目からウロコ!数え方のナゾ

~ 『数え方の辞典』収録のコラムより ~

第4回 人魚は「1人」?それとも「1匹」?

人間は「人」、動物は「匹」で数える、というのは言うまでもないことですが、では人間と魚の性質を半分ずつ持つ人魚や、人間と馬の融合したケンタウロスはどう数えるのでしょう?

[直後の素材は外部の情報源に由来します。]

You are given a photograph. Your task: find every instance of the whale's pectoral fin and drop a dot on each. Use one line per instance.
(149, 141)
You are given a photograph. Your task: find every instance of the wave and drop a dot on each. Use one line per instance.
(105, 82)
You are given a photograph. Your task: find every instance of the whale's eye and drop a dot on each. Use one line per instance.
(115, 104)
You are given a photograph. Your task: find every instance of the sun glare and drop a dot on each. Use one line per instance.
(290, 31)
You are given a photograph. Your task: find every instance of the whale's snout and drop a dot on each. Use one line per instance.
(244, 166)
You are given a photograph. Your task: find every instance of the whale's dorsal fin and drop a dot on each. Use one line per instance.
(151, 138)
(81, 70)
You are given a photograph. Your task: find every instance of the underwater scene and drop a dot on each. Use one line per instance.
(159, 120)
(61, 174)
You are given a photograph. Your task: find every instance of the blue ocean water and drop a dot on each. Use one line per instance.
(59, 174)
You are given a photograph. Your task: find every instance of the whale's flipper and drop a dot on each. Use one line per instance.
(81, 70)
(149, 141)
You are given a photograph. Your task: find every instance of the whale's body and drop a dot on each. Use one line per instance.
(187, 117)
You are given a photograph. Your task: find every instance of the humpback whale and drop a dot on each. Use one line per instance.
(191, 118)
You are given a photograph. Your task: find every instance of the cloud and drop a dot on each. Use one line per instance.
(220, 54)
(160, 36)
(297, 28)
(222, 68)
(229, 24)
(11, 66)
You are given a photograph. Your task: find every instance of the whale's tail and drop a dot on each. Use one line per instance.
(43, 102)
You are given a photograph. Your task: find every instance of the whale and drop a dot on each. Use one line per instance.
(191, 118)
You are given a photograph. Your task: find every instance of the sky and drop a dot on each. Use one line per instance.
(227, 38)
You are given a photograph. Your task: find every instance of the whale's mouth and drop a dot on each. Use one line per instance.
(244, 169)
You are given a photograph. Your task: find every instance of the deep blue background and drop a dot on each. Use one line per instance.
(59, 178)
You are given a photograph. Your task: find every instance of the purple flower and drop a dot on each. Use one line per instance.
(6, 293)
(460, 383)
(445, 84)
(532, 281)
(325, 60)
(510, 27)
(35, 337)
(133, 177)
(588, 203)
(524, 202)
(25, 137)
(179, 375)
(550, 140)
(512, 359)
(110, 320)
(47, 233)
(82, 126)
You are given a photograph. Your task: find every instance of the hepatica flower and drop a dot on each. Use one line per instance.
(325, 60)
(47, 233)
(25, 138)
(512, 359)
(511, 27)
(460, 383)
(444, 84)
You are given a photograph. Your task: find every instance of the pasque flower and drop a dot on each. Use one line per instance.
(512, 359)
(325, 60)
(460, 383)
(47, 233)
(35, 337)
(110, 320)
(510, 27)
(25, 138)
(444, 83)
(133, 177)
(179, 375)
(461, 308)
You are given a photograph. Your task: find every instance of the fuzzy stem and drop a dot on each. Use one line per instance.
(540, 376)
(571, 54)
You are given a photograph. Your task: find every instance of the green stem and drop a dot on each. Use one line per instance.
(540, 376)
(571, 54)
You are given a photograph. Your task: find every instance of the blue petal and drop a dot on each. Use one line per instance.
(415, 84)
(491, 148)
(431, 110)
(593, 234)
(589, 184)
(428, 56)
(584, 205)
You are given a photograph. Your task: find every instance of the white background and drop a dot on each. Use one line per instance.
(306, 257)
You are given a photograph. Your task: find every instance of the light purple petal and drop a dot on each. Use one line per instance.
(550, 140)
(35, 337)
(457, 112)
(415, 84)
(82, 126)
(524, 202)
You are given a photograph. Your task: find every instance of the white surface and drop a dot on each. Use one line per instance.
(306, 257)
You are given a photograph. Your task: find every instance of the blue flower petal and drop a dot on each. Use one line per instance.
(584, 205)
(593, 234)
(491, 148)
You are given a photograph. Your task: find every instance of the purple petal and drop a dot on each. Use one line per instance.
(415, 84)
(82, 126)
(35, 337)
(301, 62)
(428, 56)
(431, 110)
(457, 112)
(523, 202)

答えは「1人」です。空想上の生き物を数える場合、人魚姫が人間と同じように恋愛したり、ケンタウロスが人間の言葉を発したりすると、私達は自分達と“同類”だと捉(とら)え、動物的な面を持っている空想上の生き物でも「1人」と数えます。

それに加え、空想上の生き物が人間にとってどういう存在か、ということも数え方に影響します。例えば、おとぎ話を読んでいるとしばしば鬼が出てきますが、暴れて人間を困らせる場面では「1匹」で数えられ、心を入れ替えて人間的な性格を持つと「1人」で数えられる傾向があります。これは、「悪魔1匹」に対して、「天使1人」と数えることからも確かめられます。ひと口に空想上の生き物といっても、人間にとってより友好的な存在ほど「1人」で数えやすくなります。

著者:飯田朝子(いいだあさこ)

東京都生まれ。東京女子大学、慶應義塾大学大学院を経て、1999年、東京大学人文社会系研究科言語学専門分野博士課程修了。博士(文学)取得。博士論文は『日本語主要助数詞の意味と用法』。現在は中央大学商学部教授。2004年に『数え方の辞典』(小学館)を上梓。主な著書に、『数え方もひとしお』(小学館)、『数え方でみがく日本語』(筑摩書房)など。